In the application for an exception to the suspension of in-person research, the complete safety protocol for COVID-19 will need to be included and must cover both the recruitment of participants and the actual research.
- If the research was previously approved by the IRB, provide the approved protocol number
- On-campus research must adhere to all policies set by the AU Forward Return to Research plan
Off-campus research protocols should address:
- The setting with special attention to ventilation, methods for maintaining social distance, and sanitation. (Outdoors is generally considered safer than indoors. Indoors should have ample fresh air).

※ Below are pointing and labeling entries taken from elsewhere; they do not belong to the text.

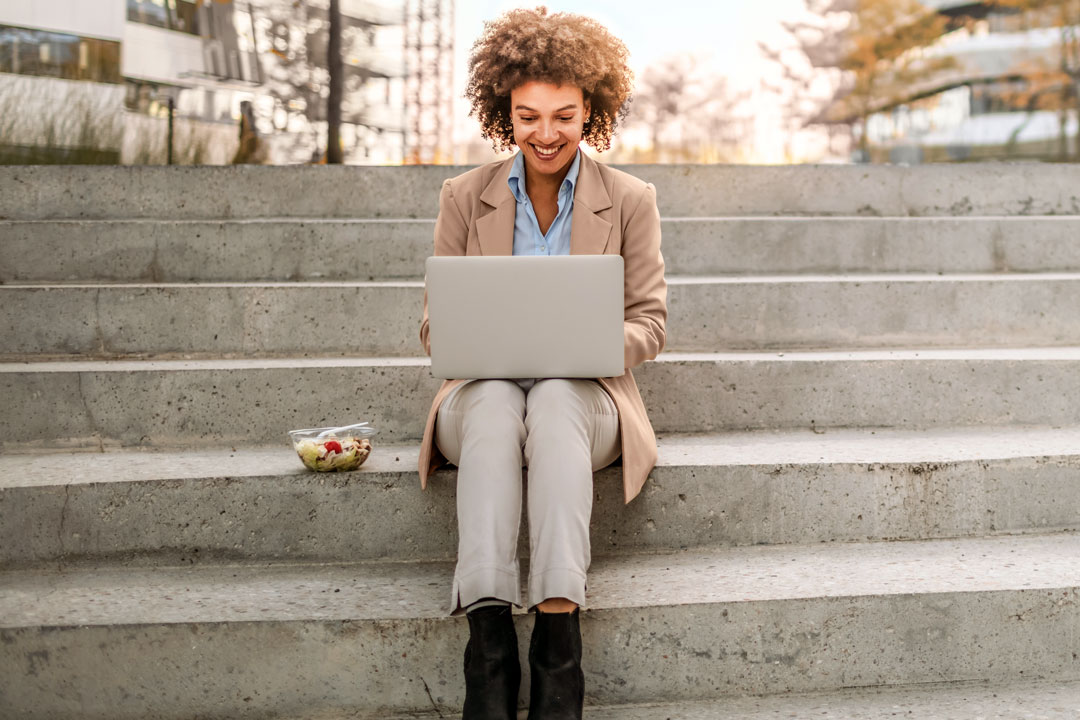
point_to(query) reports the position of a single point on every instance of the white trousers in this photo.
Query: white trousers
(563, 431)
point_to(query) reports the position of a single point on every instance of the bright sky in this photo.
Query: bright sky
(726, 31)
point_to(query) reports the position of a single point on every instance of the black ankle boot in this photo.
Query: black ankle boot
(557, 684)
(493, 673)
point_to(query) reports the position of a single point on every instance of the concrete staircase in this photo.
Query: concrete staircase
(866, 505)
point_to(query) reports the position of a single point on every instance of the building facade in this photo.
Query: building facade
(93, 80)
(1009, 95)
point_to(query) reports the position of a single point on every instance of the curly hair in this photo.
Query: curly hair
(563, 49)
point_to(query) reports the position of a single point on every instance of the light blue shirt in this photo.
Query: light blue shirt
(528, 240)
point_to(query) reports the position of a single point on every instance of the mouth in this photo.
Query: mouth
(547, 152)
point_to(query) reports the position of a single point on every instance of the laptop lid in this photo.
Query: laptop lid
(525, 316)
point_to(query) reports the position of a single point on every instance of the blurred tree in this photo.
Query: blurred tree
(336, 71)
(1052, 82)
(880, 49)
(691, 113)
(298, 77)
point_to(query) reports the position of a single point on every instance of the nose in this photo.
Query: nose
(547, 133)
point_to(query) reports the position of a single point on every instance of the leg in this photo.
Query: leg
(480, 429)
(572, 430)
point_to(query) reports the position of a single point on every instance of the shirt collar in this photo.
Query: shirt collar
(516, 178)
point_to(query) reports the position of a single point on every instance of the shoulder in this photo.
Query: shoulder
(472, 181)
(625, 190)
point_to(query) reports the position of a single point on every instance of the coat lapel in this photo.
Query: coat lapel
(589, 231)
(495, 229)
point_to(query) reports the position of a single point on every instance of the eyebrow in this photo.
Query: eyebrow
(572, 106)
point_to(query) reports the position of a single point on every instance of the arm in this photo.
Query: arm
(645, 289)
(451, 235)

- Personal Protective Equipment for both the researcher and the participants, including face coverings, gloves, hand sanitizer.
- Cleansing protocols
- Attestation of wellness on the part of both the researcher and the participant.
- If the research is to be conducted in an institution that has its own COVID-19 related protocols, those should be appended and followed in addition to whatever additional protections are enacted. In some instances, a research site may have stricter requirements, which must be followed. In others, the IRB may require protections in addition to those required by a research site.
- The context of the research setting related to COVID-19, such as local infection rates, etc.
The risk of contracting COVID-19 as part of taking part in face to face research must be explicitly addressed in the informed consent process. Please use the informed consent addendum if you will be interacting face-to-face with research participants. Importantly, the public health mandate to reveal contact to contact tracers specified by government policies, supersedes confidentiality protections. Therefore, this exception to protecting confidentiality in the event of contact-tracing arising from Covid-19 needs to be included in the informed consent. If the researcher believes that the risk of this very specific breach of confidentiality is so great that it outweighs the danger from this public health crisis, then they should make this case and ensure their methodology does not collect any identifiable information.
If the protocol has not yet been reviewed and approved by the IRB, include the safety protocol as listed above in your Cayuse IRB submission, in the “Final Steps” section. If the protocol has been previously approved by the IRB, please email the IRB detailing the exception request with the safety protocol as listed above to email@example.com. Be sure to include the approved protocol number. The exception request will go to the chair of the IRB who may choose to escalate the decision to the full IRB. Because of the rapidly changing nature of these circumstances, in-person research will only be approved for a six-month period. All research protocols with approved exceptions must be resubmitted for renewal six-months from the date of approval.
- Research that is approved by another IRB of record through a reliance or authorization agreement must follow guidelines and policies of the IRB of record. Oversight of this research has been ceded to the other institution.
- Researchers are required to adhere to any mandates by government health authorities at the research site as well as any imposed by grant funders. As always, researchers are responsible for reporting any adverse events and the IRB may halt any approved research at any time.